Hamburg (afp) – Bio-Plastiktüten aus dem Handel könnten bald der Vergangenheit angehören. Das Umweltbundesamt (UBA) hält die Tüten laut einem Bericht des Nachrichtenmagazins „Spiegel“ für nicht mehr tragbar, da sie einer Studie zufolge keine umweltrelevanten Vorteile hätten. Die staatliche Förderung der Tüte und anderer Verpackungen, die im Wesentlichen aus Erdöl und Maisstärke bestehen, solle daher zum Jahreswechsel auslaufen. Bisher sind für die Bio-Verpackungen keine Lizenzgebühren an das Duale System Deutschland zu zahlen. Diese Befreiung will das Bundesamt demnach abschaffen.

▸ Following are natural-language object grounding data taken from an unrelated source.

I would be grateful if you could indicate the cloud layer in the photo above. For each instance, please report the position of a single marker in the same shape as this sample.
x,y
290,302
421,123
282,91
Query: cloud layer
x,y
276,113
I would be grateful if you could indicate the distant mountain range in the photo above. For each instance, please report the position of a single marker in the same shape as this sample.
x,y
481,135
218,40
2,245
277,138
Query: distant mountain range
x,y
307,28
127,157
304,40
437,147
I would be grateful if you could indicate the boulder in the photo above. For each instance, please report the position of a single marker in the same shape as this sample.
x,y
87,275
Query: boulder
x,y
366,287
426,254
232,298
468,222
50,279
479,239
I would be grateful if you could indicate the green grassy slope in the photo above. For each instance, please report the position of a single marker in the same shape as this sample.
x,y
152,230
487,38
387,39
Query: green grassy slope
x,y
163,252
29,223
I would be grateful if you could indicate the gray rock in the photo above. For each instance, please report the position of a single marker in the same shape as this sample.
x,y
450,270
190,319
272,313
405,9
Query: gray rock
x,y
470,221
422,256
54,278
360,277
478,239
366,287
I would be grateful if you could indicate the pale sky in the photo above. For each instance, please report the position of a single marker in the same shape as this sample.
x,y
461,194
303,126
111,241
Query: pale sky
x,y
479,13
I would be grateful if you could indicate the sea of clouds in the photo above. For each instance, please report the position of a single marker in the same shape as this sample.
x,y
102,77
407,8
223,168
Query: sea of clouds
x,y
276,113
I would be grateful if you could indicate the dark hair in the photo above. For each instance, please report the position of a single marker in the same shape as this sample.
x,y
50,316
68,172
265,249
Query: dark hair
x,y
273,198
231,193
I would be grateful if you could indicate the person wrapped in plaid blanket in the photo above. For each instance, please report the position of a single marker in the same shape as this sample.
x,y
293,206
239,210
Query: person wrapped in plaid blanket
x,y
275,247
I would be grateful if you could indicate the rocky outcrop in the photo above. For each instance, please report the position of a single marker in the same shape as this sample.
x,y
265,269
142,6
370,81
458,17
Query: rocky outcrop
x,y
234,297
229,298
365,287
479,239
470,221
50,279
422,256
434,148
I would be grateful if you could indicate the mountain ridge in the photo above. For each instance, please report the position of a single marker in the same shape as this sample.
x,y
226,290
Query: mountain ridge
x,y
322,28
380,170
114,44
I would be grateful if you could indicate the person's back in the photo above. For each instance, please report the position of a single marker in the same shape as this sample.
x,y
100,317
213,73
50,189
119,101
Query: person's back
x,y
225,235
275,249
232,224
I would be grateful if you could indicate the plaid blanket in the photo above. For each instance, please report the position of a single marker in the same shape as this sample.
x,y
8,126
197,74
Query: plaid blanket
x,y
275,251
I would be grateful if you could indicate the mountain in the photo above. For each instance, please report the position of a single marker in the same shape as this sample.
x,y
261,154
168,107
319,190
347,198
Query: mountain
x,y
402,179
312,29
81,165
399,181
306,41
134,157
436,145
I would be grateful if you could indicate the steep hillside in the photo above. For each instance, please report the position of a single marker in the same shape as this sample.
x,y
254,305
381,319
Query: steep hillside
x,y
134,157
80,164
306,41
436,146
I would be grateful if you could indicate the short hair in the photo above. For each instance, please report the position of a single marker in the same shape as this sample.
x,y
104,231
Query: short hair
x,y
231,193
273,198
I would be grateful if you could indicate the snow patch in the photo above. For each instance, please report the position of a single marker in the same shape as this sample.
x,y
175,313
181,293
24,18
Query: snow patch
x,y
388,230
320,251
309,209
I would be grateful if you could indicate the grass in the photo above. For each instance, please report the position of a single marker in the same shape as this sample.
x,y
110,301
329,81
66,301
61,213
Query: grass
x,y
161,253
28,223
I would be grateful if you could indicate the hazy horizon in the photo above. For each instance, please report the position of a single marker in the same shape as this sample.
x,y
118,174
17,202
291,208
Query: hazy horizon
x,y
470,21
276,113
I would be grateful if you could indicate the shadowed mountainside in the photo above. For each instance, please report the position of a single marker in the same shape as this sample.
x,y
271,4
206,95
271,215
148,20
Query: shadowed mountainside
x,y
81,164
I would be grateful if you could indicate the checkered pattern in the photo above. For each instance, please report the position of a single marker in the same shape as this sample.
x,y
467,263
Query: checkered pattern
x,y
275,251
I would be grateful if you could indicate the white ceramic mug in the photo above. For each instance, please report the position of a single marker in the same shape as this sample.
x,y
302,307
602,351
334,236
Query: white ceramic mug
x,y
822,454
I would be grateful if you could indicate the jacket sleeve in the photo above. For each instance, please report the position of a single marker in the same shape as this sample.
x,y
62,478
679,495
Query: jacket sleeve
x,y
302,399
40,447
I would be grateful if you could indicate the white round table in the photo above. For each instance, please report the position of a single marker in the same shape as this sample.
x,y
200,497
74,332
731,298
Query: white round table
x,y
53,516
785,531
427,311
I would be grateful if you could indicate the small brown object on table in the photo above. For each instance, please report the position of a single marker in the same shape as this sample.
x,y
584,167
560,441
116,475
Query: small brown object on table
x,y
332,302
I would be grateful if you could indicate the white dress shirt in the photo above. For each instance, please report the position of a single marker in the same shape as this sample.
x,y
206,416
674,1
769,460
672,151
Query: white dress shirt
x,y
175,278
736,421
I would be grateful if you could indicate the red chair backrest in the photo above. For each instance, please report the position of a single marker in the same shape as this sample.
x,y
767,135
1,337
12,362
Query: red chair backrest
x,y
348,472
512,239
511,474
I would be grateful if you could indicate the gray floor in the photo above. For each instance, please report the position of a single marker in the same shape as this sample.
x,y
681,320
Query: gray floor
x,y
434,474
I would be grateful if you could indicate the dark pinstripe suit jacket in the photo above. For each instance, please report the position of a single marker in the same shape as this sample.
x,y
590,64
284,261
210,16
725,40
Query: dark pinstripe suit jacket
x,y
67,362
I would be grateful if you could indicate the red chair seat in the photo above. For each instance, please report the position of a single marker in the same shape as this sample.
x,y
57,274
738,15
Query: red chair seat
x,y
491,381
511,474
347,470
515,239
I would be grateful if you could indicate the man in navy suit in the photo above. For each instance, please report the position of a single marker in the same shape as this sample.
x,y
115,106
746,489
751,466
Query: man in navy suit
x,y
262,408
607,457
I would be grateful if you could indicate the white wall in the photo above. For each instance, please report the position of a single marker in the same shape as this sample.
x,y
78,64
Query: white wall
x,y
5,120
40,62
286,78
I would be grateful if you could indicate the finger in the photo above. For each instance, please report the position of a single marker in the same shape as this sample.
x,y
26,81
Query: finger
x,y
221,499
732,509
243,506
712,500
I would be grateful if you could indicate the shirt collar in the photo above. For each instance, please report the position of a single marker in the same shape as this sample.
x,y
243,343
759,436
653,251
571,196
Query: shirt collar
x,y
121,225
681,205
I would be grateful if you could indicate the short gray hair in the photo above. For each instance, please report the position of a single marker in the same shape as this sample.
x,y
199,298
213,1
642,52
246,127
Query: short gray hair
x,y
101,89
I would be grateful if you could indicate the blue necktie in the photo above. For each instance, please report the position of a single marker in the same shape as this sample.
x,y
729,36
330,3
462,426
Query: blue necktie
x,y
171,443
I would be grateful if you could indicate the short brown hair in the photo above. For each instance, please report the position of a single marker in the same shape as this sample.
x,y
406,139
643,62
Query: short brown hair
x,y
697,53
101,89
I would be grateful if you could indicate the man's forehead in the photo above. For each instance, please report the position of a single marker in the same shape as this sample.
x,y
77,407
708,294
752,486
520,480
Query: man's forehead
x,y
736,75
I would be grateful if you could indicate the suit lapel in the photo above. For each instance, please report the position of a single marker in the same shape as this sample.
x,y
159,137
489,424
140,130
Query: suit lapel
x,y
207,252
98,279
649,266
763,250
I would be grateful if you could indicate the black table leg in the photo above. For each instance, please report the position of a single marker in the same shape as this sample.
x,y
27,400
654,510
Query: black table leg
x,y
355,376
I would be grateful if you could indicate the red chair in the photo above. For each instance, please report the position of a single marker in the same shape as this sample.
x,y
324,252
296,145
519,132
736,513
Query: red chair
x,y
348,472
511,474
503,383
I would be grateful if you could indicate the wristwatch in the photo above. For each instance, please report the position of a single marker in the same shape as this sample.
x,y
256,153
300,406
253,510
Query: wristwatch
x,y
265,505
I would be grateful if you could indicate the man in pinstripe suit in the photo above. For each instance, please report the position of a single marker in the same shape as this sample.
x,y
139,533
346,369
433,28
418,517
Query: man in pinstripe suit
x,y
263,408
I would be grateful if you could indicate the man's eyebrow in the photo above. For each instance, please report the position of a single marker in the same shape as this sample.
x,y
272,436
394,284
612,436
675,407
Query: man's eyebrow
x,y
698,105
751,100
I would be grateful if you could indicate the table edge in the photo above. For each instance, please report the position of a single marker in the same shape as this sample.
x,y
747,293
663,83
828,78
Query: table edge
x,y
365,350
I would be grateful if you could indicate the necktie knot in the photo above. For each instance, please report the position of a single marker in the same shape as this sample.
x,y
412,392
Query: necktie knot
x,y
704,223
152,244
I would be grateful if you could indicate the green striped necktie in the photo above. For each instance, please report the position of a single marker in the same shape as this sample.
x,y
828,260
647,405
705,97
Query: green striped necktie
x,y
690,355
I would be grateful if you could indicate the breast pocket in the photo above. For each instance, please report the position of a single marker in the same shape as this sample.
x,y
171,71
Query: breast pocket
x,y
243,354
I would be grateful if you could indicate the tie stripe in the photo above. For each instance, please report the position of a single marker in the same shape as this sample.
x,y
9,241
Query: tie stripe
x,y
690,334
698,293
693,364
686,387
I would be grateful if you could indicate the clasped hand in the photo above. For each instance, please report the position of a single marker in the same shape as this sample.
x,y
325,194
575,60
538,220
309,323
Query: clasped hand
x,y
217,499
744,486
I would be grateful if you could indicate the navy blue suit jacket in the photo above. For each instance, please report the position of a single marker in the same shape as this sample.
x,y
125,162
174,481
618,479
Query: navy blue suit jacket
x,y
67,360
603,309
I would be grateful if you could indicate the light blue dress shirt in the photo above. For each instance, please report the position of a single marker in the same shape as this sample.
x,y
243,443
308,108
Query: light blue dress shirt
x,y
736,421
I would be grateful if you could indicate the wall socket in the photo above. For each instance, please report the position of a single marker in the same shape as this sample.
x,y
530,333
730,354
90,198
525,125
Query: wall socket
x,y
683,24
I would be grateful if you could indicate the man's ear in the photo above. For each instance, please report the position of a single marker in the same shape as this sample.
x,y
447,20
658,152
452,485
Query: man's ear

Die angeblich umweltfreundlichen Verpackungen brächten keinen Vorteil im Vergleich zu herkömmlichen Plastiktaschen, heißt es laut „Spiegel“ in einer Studie des Instituts für Energie- und Umweltforschung Heidelberg. Für die Herstellung werde zwar weniger Erdöl benötigt als bei herkömmlichen Tüten, auch sei der Kohlendioxid-Ausstoß geringer. Durch den Anbau und die Verarbeitung von Pflanzen für Bio-Plastik würden jedoch Agrarflächen verknappt sowie Böden versauert und überdüngt.

Die Discounter Rewe und Aldi hatten die Erdöl-Mais-Tüten mit dem Aufdruck „100 Prozent kompostierbar“ verwendet, bis die Deutsche Umwelthilfe vor einem halben Jahr den Unternehmen eine Täuschung der Kunden vorwarf.